# coyotes off to NAFA



## bearhunter (Jan 30, 2009)

sent off the last batch of coyotes to NAFA last night. was actually a bit sad clearing out the fur shed and loading them in the truck. . i'm hoping the market stays good so about mid-june there will be a check in the mail that will make me go  

sure do LOVE the 17-204 for fur.


----------



## Dick Monson (Aug 12, 2002)

Terrific picture. There is a lot of good work there. Any fleas?


----------



## zogman (Mar 20, 2002)

Yup........ Great pix. Good looking dog too :thumb:


----------



## bearhunter (Jan 30, 2009)

Dick. only shot 2 with fleas this year.


----------



## duckp (Mar 13, 2008)

Looks like someone nearly shot the head off that lil one on the top left.  
You gotta be careful who you hunt with.


----------



## xdeano (Jan 14, 2005)

holy, it looks like it has two tails. oke:

xdeano


----------



## bearhunter (Jan 30, 2009)

duckp said:


> Looks like someone nearly shot the head off that lil one on the top left.
> You gotta be careful who you hunt with.

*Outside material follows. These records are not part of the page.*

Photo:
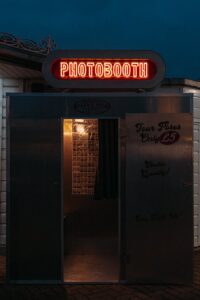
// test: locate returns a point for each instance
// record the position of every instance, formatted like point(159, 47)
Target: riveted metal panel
point(159, 198)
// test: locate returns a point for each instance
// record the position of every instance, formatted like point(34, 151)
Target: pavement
point(105, 291)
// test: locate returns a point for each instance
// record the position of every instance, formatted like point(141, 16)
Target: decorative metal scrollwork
point(46, 46)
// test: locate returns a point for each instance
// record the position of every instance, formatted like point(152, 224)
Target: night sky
point(170, 27)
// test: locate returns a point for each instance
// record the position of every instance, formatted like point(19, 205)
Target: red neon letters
point(102, 69)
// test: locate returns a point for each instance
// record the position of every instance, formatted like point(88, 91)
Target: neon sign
point(103, 69)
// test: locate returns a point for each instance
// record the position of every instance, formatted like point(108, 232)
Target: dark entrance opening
point(91, 201)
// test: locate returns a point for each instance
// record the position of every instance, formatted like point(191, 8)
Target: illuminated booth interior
point(90, 200)
point(100, 183)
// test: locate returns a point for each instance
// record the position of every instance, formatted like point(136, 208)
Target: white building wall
point(6, 86)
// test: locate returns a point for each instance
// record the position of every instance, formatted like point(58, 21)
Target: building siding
point(6, 86)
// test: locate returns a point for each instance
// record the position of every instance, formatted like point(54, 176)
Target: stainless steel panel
point(34, 201)
point(159, 198)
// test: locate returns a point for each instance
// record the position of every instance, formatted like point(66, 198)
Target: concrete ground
point(106, 292)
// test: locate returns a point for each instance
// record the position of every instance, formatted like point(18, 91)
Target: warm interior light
point(67, 127)
point(80, 129)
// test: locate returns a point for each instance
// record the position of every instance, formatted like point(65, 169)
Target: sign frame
point(108, 84)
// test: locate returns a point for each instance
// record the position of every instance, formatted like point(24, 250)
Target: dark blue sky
point(170, 27)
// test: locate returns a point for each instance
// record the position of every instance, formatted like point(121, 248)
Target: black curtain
point(106, 184)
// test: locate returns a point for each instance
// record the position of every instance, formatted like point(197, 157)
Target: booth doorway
point(91, 200)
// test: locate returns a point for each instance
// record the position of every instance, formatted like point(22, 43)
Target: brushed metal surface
point(159, 198)
point(34, 206)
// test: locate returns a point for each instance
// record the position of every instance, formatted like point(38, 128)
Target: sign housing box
point(104, 69)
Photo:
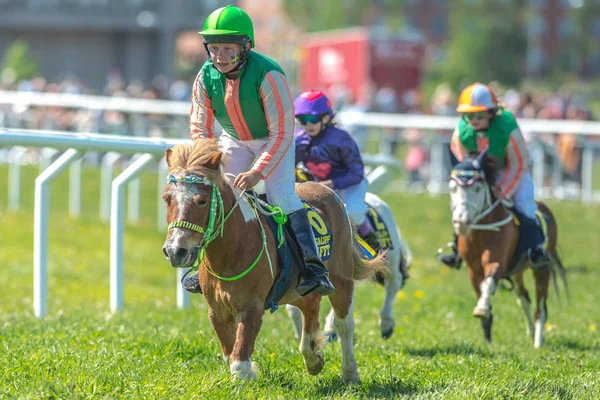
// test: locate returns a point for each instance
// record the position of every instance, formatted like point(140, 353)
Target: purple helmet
point(313, 102)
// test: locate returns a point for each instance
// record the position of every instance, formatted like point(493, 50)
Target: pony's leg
point(224, 327)
point(250, 320)
point(483, 309)
point(524, 302)
point(343, 306)
point(329, 328)
point(310, 343)
point(476, 276)
point(386, 316)
point(296, 317)
point(542, 280)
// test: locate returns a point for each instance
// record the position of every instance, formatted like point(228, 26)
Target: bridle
point(474, 176)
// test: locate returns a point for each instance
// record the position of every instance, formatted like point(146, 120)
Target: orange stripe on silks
point(234, 112)
point(519, 166)
point(210, 118)
point(281, 128)
point(287, 88)
point(456, 148)
point(194, 131)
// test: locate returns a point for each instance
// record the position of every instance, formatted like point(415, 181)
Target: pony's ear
point(214, 161)
point(168, 155)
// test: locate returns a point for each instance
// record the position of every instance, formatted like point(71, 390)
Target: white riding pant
point(354, 198)
point(239, 156)
point(524, 196)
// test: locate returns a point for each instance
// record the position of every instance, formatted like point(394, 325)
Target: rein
point(217, 213)
point(492, 226)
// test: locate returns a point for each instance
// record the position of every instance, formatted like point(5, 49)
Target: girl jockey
point(332, 157)
point(248, 94)
point(486, 125)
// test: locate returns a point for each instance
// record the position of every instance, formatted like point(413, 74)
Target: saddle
point(289, 253)
point(532, 233)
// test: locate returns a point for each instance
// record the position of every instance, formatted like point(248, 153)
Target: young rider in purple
point(332, 157)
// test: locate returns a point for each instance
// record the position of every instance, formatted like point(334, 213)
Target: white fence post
point(75, 189)
point(40, 235)
point(116, 230)
point(108, 162)
point(133, 196)
point(46, 156)
point(436, 167)
point(587, 182)
point(15, 159)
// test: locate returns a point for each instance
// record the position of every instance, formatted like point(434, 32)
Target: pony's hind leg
point(329, 329)
point(224, 327)
point(310, 343)
point(524, 302)
point(250, 321)
point(392, 285)
point(483, 309)
point(342, 302)
point(542, 280)
point(296, 317)
point(487, 288)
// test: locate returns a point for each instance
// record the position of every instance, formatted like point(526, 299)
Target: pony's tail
point(364, 269)
point(557, 268)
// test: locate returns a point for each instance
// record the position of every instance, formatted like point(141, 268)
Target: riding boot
point(453, 260)
point(315, 277)
point(191, 283)
point(366, 231)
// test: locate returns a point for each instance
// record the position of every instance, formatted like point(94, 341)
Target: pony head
point(192, 195)
point(470, 192)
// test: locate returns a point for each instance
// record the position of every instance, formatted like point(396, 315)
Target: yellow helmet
point(477, 97)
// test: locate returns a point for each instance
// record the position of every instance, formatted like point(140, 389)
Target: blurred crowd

 that coulda been a 70.00$ coyote. not sure what it will bring with parts missing :shake: 
the big dark one (top row) is DuckP's also. can't see it but has a 14-16 inch rip from base of tail straight up to middle of tthe shoulders. heaviest furred coyote of the whole bunch :crybaby: 
good huntin partners are hard to find. good sew'ers are harder :rollin:


----------



## barebackjack (Sep 5, 2006)

bearhunter said:


> the big dark one (top row) is DuckP's also. can't see it but has a 14-16 inch rip from base of tail straight up to middle of tthe shoulders. heaviest furred coyote of the whole bunch :crybaby:


What? You dont know what a needle and thread is?

Or.......was it a botched turning job? oke:


----------



## jonnyr7 (Jan 5, 2010)

How did you do on your coyotes at NAFA? I sold some locally and got ripped off early in the season and had one left I sent to NAFA and got 45 bucks for it. Saw a lot up around 60 and 70 though.


----------